Mark:
I'll answer Marc and Dan together here. Marc didn't address my questions
but Dan does.  So, Marc, what's your take on the Red Sea, the walls of
Jericho, et al?  Did they happen as described?

Dan's answer has a hint of "When the Israelites say they crossed over the
Red Sea on dry ground while the Egyptians perished, what really happened is
that the Israelites found a path around on the north but the Egyptians got
bogged down in quicksand."

Dan:
Close, but no. What I believe happened was that Israel was _guided_, by
God, through that area, and the Egyptians either were not, or were guided
to their destruction. Your comment seems to imply that God's involvement
was not necessary; to the contrary I know that He was directly involved in
their movement.

Mark:
Dan, if the Israelites conquered Jericho without the aid of a miracle as
you hint, then in what way did God help them?  Didn't they just accomplish
it all on their own?

Dan:
In what way does God help you day-to-day without the aid of physical
miracles? I don't believe that they accomplished it "all on their own". I'm
not disputing that God helped them - I know that He did, but I think that
He most likely helped them the same way He helps us today - through the
Holy Ghost.

Mark:
I hope that isn't what you are trying to say, Dan and Marc.  If you really
do believe that the Red Sea parted by the power of God, then I don't
understand your point.  I already understand the symbolism and the
principles taught by that actual events.  So I haven't disagreed with you.
I just haven't heard you say, "Yes, of course the actual event happened as
described".  Instead, you seem to be waffling.

Dan:
I'm saying that it should not be absolutely _necessary_ for God to have
parted the Red Sea, a'la Charlton Heston, to have a testimony that He
guided the Israelites across it. The fact that He helped them cross the Red
Sea is literal, but the exact means described may or may not be symbolic,
and shouldn't be the basis for a testimony of His power. Could He have done
it? Without a doubt. Was it absolutely necessary for Him to prove His power
to the Israelites in that specific way? Perhaps for them, but not for me.

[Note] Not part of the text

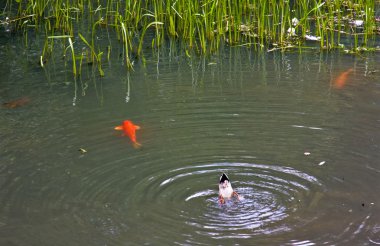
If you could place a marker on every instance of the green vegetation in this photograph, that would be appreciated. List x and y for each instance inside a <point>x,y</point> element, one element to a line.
<point>202,26</point>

I also don't see this as "waffling" - just the opposite in fact. Whether He
split the waters, or lifted the land, or caused the wind to blow the waters
out of the way, or simply guided them through on a path that only He could
see; the exact means He choose doesn't detract from my testimony that He
_did_ move them from one side to the other. I'm not going to say "Yes, of
course the actual event happened as described", because it really doesn't
matter. If it did, great; if not _so what_. I refuse to stake my testimony,
and relationship with Him, on whether the biblical description of an
ancient event is symbolic or not - I am concerned that people I care about
might reject the Holy Ghost over it though.